Em 1991, esse sociólogo publicou seu principal livro, Os candomblés de São Paulo, que, trinta anos depois, ganhou uma edição comemorativa e ampliada. É autor também de outras obras de referência na área, assim como vários e importantes artigos, abordando sobremaneira: catolicismo, pentecostalismo, espiritismo e a relação entre religião e modernidade. Deu significativas contribuições, enquanto avaliador, para o desenvolvimento de diferentes programas de pós-graduação em sociologia. Muito produtivo, foi pioneiro também em bolsas de pesquisa do CNPq, órgão que, em 2001, lhe conferiu, junto com SBPC e Ministério da Cultura, o prêmio Érico Vanucci Mendes, tendo sido premiado também, em 2017, pela Cátedra 10 Unesco-PUC-Rio, além de ter recebido, por quatro vezes, indicações para o Prêmio Jabuti de literatura.

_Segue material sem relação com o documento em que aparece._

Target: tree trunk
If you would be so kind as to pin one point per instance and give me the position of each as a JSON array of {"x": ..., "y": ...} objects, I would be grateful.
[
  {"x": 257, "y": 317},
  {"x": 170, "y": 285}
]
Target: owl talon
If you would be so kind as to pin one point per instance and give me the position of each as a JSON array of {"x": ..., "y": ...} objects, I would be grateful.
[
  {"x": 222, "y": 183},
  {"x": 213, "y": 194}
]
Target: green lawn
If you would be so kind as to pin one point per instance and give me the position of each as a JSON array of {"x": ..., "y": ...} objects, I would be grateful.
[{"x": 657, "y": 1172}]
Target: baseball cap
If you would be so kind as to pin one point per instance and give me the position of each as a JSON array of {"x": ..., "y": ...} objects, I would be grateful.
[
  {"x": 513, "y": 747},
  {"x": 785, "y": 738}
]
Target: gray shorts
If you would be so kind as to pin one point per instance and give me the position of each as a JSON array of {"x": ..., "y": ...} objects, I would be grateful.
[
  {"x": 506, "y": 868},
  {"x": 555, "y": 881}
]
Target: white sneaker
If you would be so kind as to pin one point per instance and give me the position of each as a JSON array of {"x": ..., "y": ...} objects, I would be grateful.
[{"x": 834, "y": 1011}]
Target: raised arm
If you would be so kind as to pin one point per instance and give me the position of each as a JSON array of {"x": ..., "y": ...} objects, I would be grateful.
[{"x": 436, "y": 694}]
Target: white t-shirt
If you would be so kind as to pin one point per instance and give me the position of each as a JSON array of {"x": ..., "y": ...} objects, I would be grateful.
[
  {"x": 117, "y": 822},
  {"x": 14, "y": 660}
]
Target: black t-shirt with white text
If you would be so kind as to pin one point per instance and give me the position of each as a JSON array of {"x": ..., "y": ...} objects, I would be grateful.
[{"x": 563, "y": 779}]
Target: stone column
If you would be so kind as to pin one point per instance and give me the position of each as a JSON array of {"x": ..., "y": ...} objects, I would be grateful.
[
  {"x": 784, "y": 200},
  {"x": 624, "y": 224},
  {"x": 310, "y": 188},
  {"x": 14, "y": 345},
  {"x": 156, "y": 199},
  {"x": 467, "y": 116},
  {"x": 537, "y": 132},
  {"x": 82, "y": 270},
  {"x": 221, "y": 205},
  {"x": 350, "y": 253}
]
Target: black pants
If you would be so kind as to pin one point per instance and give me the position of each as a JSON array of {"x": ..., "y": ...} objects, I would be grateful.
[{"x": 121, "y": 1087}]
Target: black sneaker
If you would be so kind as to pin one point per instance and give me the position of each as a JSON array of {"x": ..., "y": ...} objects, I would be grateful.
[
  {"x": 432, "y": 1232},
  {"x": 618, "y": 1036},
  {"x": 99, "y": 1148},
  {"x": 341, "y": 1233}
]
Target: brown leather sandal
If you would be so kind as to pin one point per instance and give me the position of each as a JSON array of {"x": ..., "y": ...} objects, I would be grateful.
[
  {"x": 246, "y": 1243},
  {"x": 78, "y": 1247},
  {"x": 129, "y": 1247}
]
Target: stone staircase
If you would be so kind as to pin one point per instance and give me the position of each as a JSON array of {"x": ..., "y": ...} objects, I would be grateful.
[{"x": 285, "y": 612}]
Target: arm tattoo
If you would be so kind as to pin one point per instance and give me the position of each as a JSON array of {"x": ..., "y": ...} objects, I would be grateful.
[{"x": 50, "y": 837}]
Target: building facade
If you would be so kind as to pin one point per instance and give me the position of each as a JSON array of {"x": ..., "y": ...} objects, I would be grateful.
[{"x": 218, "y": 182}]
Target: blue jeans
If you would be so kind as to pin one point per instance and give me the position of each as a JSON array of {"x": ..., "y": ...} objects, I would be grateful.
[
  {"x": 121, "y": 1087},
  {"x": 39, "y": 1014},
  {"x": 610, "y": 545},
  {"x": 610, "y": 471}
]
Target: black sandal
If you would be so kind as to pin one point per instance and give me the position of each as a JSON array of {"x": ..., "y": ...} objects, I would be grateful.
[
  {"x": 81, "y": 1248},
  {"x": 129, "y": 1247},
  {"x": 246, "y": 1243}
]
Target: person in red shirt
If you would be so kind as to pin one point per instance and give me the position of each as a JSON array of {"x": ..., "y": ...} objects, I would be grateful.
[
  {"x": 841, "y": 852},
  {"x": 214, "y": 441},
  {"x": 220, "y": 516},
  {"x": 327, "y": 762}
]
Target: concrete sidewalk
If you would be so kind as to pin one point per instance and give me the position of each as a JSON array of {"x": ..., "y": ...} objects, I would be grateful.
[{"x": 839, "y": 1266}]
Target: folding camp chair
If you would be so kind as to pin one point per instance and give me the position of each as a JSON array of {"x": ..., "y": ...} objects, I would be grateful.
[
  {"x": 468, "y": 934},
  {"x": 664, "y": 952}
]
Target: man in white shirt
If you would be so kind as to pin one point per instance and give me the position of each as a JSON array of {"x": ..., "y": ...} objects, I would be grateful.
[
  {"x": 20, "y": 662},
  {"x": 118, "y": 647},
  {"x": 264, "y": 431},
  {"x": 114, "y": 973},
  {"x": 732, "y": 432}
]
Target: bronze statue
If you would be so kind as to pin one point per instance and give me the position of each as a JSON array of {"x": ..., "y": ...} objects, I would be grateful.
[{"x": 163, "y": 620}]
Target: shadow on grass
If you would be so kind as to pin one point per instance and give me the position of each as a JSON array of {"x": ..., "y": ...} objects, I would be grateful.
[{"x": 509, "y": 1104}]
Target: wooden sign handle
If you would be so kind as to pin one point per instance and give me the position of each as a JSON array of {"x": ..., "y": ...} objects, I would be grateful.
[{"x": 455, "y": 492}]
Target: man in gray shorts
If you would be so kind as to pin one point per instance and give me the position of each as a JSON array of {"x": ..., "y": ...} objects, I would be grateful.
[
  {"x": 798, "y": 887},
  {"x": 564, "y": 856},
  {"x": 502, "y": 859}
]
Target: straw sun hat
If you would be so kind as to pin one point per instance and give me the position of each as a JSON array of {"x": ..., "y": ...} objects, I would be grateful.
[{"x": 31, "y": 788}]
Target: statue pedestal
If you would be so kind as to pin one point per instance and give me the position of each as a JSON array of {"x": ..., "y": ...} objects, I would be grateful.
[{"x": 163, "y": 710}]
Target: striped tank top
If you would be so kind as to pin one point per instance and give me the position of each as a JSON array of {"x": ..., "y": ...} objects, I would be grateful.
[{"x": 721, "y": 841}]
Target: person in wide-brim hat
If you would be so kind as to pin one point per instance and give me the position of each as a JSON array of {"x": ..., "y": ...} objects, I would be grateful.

Coordenou o Comitê de Sociologia da CAPES (2001-2004) e foi membro do Comitê Acadêmico da ANPOCS. Além de sociólogo, tornou-se também um escritor bem sucedido ao publicar livros sobre mitologia, literatura infantojuvenil e ficção policial – com alguns traduzidos para outros idiomas – havendo inclusive dois best-sellers.
Com seu amplo conhecimento e a personalidade bastante objetiva, Reginaldo contribuiu expressivamente para a formação de pesquisadores atuantes em diversas universidades do país. As reuniões com grupos de orientandos em sua casa se caracterizaram por bastante competência, posicionamento enérgico, além de afeto e bom humor. Soube estabelecer reais laços de amizade a partir delas, de modo a combinar aspectos puramente intelectuais com outros eminentemente humanos.
Sugestões de obras do autor
PRANDI, Reginaldo. Os candomblés de São Paulo: a velha magia na metrópole nova. São Paulo, Fapesp e Edusp, 1991.
PRANDI, Reginaldo; PIERUCCI, Antônio Flávio. A realidade social das religiões no Brasil. São Paulo, Hucitec, 1996.
PRANDI, Reginaldo. Um sopro do espírito: a renovação conservadora do catolicismo carismático. São Paulo, Fapesp e Edusp, 1997.
PRANDI, Reginaldo. Mitologia dos orixás. São Paulo, Companhia das Letras, 2001.
PRANDI, Reginaldo. Segredos guardados: orixás na alma brasileira. São Paulo, Fapesp e Companhia das Letras, 2005.
PRANDI, Reginaldo. Os vivos e os mortos: uma introdução ao espiritismo. São Paulo, Três Estrelas, 2012.